The Morbid Anatomy Museum in Gowanus, Brooklyn, stands near the banks of an infamous local waterway. A Superfund site, the Gowanus Canal is the tarnished legacy of Brooklyn’s industrial past. Foot-long oyster beds of old have been replaced by murky green water that can be smelled long before it’s seen. However, now a new cluster of edible pearls is growing around the banks of the canal. In old warehouses and derelict sites, the latest wave of gentrification has turned tumbledown into hip havens of food and art.
With a sunlight-filled coffee shop serving as the entrance to the museum, this newcomer is planted firmly at the crossroads of Gowanus’ tale of death and rebirth. These themes carry through into the locale itself: a not-for-profit bookstore, event space, museum and coffee shop dedicated to humanity’s odd relationship with its environment. Located at the corner of 3rd Avenue and 7th Streets, only a few blocks away from the borough’s first Whole Foods, this is a shrine for the healthy pursuit of all things unhealthy or just plain “weird”. Saintly statues stand guard inside, arms outstretched to the neighborhood in a welcoming invitation.
Stepping inside the museum visitors can enjoy a sip of single-origin Toby’s Estate, expertly selected by manager Paco Salas, browse a selection of unusual books and purchase tickets to the museum and upstairs library. Artists, writers, scientists and the just plain curious are flocking to experience the collection. The privately-owned exhibits change twice a year–currently on display is The Art of Mourning, “an exhibition showcasing decorative arts relating to mourning culture from the 18th to the 20th century.” Ticketholders and museum subscribers may also peruse the selection of curios and books in the adjoining library. In the downstairs space, visitors can enjoy encounters with famous and kooky intellectuals such as Jon Ronson showcasing the weird(er) side of Kubrick, learn the art of ethically-sourced taxidermy and meet fellow, potentially morbidly passionate, singles.
The seemingly surreal collection of objects on display at the museum belies an all-encompassing passion and vision. Speaking to coffee manager Paco Salas, it’s hard not to be enthused by his same strong passion for the profound side of coffee. Hailing from a family of coffee producers in the region of Veracruz, along Mexico’s South-Eastern Gulf Coast, Salas knows what it takes to grow amazing beans. His relationship with Toby’s Estate, honed through years as a beatnik-type barista, is founded on the company's dedication to quality single origin beans and building sustainable coffee communities. He hopes to see his native region’s coffee afforded the same premium privileges.

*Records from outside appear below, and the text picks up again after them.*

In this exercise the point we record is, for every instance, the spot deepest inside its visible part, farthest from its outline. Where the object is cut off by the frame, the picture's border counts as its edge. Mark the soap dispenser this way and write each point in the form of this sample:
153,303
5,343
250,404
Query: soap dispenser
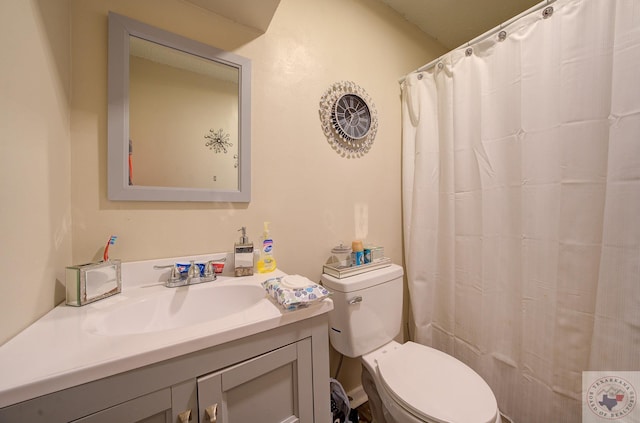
243,255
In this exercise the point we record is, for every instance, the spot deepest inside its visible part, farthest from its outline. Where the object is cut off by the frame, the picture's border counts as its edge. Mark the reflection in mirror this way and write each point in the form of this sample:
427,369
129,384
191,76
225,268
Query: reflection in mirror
178,117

Salas considers himself as much a “curator” for this dark stimulant as for the museum, and most importantly for him, his culture. With a background in anthropology and linguistics, Salas hopes to combine his passion for the bean with his Mexican roots. He plans to one day document and preserve an entire culture for posterity, rescuing it from a fate similar to the animals and insects on display in Gowanus. This love for people and cultures translates into his approach as a manager, ensuring staff receive regular opportunities to train at Toby’s and invest in their own coffee-based careers.
Here at the Morbid Anatomy Museum visitors can find “a constructed space we inhabit just as the coffee shop is a form of curated laboratory for a limited set of coffee-based experiences.” Coffee-drinking is a transcendental act that, like the human condition or the animal skulls in the entrance, is rooted in the “weird, precious frailty” of each bean. Serious stuff. Try meditating on that whilst inhaling an exquisite flat white and wondering if the skeleton sitting in the chair opposite is staring at you or not…
Perhaps this “crematorium of coffee” is the perfect backdrop for a tongue-in-cheek experiment of art-meets-science. Just as the museum is a testament to the weird and wonderful kinks in the human condition, the coffee shop is a place for unusual visitors and everyday caffeine-drinkers alike to commune with flavors beyond the mundane. Just like “a man who falls in love with a corpse”, the museum’s strange-yet-homey mix of Mexican death-cult imagery, saintly paraphernalia and homage to dissection challenge assumptions of “normality”. For those seeking a post-nihilistic pick-me-up, cool meet-up spot or just a small taste of the sublime, MAM’s coffee and collections will do the trick.